[Rd] inconsistent handling of factor, character, and logical predictors in lm()

Fri Aug 30 20:11:29 CEST 2019

Dear R-devel list members,

I've discovered an inconsistency in how lm() and similar functions handle logical predictors as opposed to factor or character predictors. An "lm" object for a model that includes factor or character predictors includes the levels of a factor or unique values of a character predictor in the $xlevels component of the object, but not the FALSE/TRUE values for a logical predictor even though the latter is treated as a factor in the fit.

For example:

------------ snip --------------

> m1 <- lm(Sepal.Length ~ Sepal.Width + Species, data=iris)
> m1$xlevels
$Species
[1] "setosa"     "versicolor" "virginica" 

> m2 <- lm(Sepal.Length ~ Sepal.Width + as.character(Species), data=iris)
> m2$xlevels
$`as.character(Species)`
[1] "setosa"     "versicolor" "virginica" 

> m3 <- lm(Sepal.Length ~ Sepal.Width + I(Species == "setosa"), data=iris)
> m3$xlevels
named list()

> m3

Call:
lm(formula = Sepal.Length ~ Sepal.Width + I(Species == "setosa"), 
    data = iris)

Coefficients:
               (Intercept)                 Sepal.Width  I(Species == "setosa")TRUE  
                    3.5571                      0.9418                     -1.7797  

------------ snip --------------

I believe that the culprit is .getXlevels(), which makes provision for factor and character predictors but not for logical predictors:

------------ snip --------------

> .getXlevels
function (Terms, m) 
{
    xvars <- vapply(attr(Terms, "variables"), deparse2, 
        "")[-1L]
    if ((yvar <- attr(Terms, "response")) > 0) 
        xvars <- xvars[-yvar]
    if (length(xvars)) {
        xlev <- lapply(m[xvars], function(x) if (is.factor(x)) 
            levels(x)
        else if (is.character(x)) 
            levels(as.factor(x)))
        xlev[!vapply(xlev, is.null, NA)]
    }
}

------------ snip --------------

It would be simple to modify the last test in .getXlevels to 

	else if (is.character(x) || is.logical(x))

which would cause .getXlevels() to return c("FALSE", "TRUE") (assuming both values are present in the data).

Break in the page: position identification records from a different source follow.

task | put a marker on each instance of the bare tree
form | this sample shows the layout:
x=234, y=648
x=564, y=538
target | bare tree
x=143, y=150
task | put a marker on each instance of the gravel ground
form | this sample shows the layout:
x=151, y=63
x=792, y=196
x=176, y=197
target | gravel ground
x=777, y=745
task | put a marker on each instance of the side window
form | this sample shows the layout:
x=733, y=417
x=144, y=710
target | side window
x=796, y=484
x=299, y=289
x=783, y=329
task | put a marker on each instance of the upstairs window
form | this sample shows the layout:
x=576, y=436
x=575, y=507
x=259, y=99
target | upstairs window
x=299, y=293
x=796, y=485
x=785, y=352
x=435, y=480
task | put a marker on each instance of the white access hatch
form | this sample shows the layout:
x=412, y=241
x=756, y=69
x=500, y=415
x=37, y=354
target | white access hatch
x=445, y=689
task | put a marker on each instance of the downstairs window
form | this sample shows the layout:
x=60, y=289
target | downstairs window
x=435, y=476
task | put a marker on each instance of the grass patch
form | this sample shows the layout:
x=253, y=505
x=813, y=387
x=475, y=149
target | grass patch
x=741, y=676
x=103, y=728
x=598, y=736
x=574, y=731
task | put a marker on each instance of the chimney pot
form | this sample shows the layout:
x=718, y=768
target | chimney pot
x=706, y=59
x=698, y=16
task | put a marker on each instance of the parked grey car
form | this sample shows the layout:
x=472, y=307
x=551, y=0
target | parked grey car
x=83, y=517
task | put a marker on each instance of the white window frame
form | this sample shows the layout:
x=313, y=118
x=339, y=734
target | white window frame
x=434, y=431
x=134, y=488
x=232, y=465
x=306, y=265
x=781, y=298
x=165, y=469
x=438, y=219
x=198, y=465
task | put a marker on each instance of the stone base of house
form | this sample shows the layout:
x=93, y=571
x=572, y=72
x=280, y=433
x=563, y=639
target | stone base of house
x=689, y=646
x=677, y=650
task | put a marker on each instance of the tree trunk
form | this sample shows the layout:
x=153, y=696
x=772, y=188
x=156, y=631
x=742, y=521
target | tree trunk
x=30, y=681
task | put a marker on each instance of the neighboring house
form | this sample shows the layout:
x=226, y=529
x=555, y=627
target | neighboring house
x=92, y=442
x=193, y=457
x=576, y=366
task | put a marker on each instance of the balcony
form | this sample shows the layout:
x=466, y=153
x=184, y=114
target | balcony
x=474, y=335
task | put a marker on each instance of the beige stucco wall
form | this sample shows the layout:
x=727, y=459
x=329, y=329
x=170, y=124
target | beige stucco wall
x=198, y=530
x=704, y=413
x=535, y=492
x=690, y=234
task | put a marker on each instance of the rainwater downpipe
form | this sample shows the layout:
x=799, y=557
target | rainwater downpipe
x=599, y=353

I'd find that sufficient, but alternatively there could be a separate test for logical predictors that returns c(FALSE, TRUE).

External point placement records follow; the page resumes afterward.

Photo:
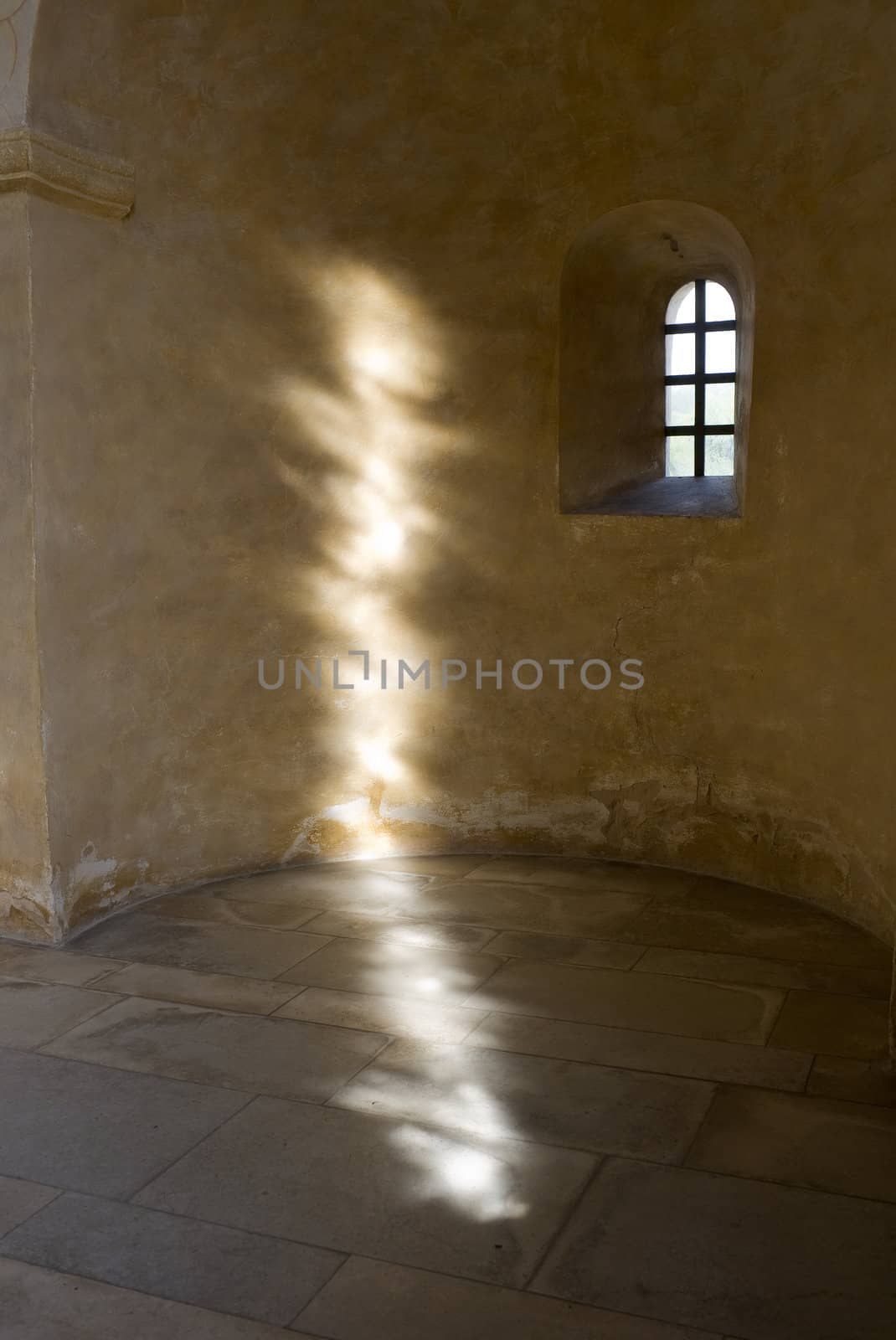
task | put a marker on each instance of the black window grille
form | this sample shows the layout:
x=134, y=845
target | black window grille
x=699, y=379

I discovered this issue when a function in the effects package failed for a model with a logical predictor. Although it's possible to program around the problem, I think that it would be better to handle factors, character predictors, and logical predictors consistently.

Best,
 John

--------------------------------------
John Fox, Professor Emeritus
McMaster University
Hamilton, Ontario, Canada
Web: socialsciences.mcmaster.ca/jfox/